The Lord is your shade at your right hand. Psalm 121:5

Living in Britain, I don’t usually worry about sunburn. After all, the sun is often blocked by a thick cover of clouds. But recently I spent some time in Spain, and I quickly realized that with my pale skin, I could only be out in the sunshine for ten minutes before I needed to scurry back under the umbrella.

As I considered the scorching nature of the Mediterranean sun, I began to understand more deeply the meaning of the image of the Lord God as His people’s shade at their right hand. Residents of the Middle East knew unrelenting heat, and they needed to find shelter from the sun’s burning rays.

The psalmist uses this picture of the Lord as shade in Psalm 121, which can be understood as a conversation on a heart level—a dialogue with oneself about the Lord’s goodness and faithfulness. When we use this psalm in prayer, we reassure ourselves that the Lord will never leave us, for He forms a protective covering over us. And just as we take shelter from the sun underneath umbrellas, so too can we find a safe place in the Lord.

We lift our eyes to the “Maker of heaven and earth” (vv. 1–2) because whether we are in times of sunshine or times of rain, we receive His gifts of protection, relief, and refreshment.




Heavenly Father, You protect me. Shield me from anything that would take my focus away from You.

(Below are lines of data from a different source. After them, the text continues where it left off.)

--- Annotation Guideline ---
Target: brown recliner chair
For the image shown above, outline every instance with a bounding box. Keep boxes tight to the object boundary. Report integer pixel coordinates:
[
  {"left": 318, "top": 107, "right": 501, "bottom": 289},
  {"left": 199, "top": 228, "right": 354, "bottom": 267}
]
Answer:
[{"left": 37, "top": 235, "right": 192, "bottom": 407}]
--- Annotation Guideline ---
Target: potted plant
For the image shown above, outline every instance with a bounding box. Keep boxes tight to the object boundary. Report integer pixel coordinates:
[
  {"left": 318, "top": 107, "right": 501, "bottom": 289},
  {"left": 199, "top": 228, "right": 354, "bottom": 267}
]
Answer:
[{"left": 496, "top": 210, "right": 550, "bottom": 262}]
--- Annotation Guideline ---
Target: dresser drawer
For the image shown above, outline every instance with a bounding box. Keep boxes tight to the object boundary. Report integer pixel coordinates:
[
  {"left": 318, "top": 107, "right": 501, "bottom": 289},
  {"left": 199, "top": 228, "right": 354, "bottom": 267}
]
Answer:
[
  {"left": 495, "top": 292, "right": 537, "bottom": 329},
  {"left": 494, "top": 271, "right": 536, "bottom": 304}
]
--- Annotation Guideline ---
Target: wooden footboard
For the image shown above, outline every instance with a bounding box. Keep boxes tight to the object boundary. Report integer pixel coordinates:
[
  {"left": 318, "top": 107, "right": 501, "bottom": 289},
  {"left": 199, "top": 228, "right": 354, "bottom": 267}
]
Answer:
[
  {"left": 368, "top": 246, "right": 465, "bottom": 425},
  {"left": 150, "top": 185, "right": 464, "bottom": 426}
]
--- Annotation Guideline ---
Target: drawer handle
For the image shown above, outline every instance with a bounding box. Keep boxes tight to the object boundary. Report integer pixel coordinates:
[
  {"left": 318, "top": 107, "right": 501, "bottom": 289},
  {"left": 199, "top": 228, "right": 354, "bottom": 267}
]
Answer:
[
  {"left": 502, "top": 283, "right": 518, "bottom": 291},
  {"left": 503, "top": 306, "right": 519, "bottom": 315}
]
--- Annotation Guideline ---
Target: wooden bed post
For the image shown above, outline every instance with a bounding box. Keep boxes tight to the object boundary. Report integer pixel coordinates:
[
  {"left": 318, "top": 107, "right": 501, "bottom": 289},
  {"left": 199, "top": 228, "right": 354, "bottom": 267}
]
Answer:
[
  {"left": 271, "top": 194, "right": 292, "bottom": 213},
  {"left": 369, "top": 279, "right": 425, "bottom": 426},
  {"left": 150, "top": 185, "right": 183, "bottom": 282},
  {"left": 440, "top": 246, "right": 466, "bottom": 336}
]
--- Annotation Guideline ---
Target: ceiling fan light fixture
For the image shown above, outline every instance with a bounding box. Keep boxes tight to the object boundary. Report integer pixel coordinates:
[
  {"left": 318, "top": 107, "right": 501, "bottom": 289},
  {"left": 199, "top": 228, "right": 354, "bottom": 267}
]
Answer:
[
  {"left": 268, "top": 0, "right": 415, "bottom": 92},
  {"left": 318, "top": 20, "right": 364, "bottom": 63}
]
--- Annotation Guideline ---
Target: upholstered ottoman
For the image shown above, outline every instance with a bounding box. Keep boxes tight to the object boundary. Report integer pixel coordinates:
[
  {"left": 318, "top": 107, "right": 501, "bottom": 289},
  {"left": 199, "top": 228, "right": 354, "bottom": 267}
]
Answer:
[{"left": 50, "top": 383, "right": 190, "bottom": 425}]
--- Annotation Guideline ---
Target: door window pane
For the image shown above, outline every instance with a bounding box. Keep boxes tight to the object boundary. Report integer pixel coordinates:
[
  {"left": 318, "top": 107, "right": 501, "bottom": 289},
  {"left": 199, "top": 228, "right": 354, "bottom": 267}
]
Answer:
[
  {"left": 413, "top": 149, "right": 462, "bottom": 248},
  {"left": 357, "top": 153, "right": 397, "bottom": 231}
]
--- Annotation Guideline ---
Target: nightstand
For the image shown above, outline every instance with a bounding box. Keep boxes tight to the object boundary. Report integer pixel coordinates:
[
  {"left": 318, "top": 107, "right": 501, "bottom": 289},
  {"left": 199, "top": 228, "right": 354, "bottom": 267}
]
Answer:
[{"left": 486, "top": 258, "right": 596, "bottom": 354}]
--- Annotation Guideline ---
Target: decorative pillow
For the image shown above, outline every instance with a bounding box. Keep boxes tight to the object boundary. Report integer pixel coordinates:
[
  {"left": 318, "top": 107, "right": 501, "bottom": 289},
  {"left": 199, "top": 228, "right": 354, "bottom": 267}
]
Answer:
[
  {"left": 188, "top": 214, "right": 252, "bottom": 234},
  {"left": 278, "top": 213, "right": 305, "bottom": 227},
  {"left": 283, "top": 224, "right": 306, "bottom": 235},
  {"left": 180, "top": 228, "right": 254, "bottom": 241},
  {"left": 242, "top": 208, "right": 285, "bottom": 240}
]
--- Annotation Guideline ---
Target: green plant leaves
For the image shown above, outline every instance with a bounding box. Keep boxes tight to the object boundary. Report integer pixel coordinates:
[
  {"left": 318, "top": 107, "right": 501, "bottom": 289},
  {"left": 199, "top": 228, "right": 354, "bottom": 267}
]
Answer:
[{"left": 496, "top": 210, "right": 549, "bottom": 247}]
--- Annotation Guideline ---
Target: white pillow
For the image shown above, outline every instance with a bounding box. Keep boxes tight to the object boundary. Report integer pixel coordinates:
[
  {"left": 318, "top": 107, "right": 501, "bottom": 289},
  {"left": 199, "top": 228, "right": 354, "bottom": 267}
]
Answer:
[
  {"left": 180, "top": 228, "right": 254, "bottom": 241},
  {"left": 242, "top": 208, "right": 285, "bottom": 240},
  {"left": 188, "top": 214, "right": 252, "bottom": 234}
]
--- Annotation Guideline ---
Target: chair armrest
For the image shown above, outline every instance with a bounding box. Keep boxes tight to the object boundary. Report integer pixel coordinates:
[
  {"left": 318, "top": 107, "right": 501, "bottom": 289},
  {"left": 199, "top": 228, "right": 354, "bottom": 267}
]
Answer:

We find refuge in the Lord.



INSIGHT:

Psalm 121 is the second in a series of fifteen psalms known as “songs of ascent.” They are a collection of songs by different composers, with four attributed to David and one to Solomon. Ten are anonymous. If they did not all carry the superscription “a song of ascent,” they might appear unrelated. The superscription, however, shows they are connected in the liturgy of ancient Israel. One view is that they were sung by the Levitical worship leaders (priests) as they ascended the steps into the temple in Jerusalem. The more prevalent view is that these psalms were assembled so that pilgrims traveling to Jerusalem to celebrate the three annual high feasts in community could sing them on their journey (Deut. 16:16).